Currently, if I need to share logs, I have to manually go through and redact paths, which is tedious and error-prone. I’m wondering if others have this concern too?

I’m thinking of submitting a feature request for something like a --anonymize-paths flag that would transform paths like:

/home/john/Documents/FinancialRecords/crypto-keys.txt

into something like:

/path1/path2/path3/path4/file1.txt

This would keep the structure intact for debugging but hide the actual names.

Questions for the community:

  1. Is this something others would find useful?
  2. Any suggestions on how this should work?
  3. Are there existing workarounds you use?

I have already opened a GitHub Issue: [Feature Request] Redact sensitive file paths in debug output · Issue #5430 · restic/restic

  • Restic will never know what is a sensitive path in your specific case.

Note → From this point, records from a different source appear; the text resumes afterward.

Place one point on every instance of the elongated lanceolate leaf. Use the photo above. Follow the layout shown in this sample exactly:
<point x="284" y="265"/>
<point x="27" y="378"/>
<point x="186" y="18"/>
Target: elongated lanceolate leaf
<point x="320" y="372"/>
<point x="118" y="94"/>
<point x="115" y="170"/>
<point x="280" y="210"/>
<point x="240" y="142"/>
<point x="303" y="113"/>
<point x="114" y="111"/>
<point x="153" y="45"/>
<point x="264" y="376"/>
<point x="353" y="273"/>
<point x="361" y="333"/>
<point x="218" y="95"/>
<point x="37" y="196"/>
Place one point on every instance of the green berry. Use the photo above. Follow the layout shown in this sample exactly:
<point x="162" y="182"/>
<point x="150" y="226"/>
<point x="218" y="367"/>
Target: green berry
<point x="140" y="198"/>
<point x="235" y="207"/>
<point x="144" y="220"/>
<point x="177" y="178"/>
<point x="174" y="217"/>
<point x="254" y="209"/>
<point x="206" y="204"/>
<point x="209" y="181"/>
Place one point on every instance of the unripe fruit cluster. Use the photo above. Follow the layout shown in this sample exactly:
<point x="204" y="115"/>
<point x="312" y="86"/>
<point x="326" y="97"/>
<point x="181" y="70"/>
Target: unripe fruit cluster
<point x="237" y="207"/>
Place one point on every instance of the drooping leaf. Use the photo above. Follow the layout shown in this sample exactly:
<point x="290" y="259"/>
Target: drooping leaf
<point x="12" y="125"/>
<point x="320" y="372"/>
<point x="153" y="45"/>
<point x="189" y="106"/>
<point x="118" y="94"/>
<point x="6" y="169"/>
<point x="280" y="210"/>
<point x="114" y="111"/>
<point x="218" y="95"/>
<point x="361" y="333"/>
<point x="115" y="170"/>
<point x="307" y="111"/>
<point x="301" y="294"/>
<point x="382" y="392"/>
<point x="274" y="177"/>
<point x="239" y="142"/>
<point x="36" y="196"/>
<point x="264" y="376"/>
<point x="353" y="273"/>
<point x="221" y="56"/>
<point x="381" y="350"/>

  • This means that for obfuscation to happen, you have to provide restic with something, let’s call it a pattern, that defines what is sensitive.

  • That pattern can be a static path, a glob pattern, a regular expression, or similar.

  • You might find that you want to provide one or more of these patterns, of varying complexity.

  • An option by which you specify a pattern can be of limited functionality - a static path would work fine, even a glob, but a complex regular expression might be tricky to provide as the value to an option on the command line.

  • That leads you to wanting to provide your pattern(s) using files similar to the exclude files that restic currently supports, which support globbing.

  • Either way, regardless of how you provide the patterns to restic, you still need to produce them - that is, you need to come up with one or more patterns that match the strings you want to obfuscate (and preferably nothing else).

  • At the end of the day, what is stopping you from just taking these patterns, and applying them to you debug log file using tools that are suitable for doing so, such as a simple string replacement or search and replace using regular expressions?

  • It would be more or less the same effort - you come up with the patterns, and apply them to a text file - it might even be simpler to do that, since you can use the right tool for the job that your specific patterns require, than to shoehorn the patterns into command line options or pattern files.

That aspect also is somewhat discussed in Debug builds of restic include auth tokens. · Issue #1123 · restic/restic · GitHub already. To transform the filename my suggestion would be to just pick some secret on restic startup and hash that together with the file path parts. The complex part is something else: catching every filename is rather complex as there are lots of possible places where they can end up in error and log messages.

Anonymized paths won’t be sufficient to debug every thing (in particular when related to filename matching!), but would be a useful thing to have for most cases. But it has to be clear that this is just a best effort mechanism. We don’t have the capacity the ensure that every single debug statement and error message (e.g. most syscalls) are guaranteed to be anonymized.

Maybe the best approach is to ensure that all output in restic goes through a logger and then apply a filter centrally. (Haven’t though this through though in regards to relative paths etc.)

:see_no_evil_monkey: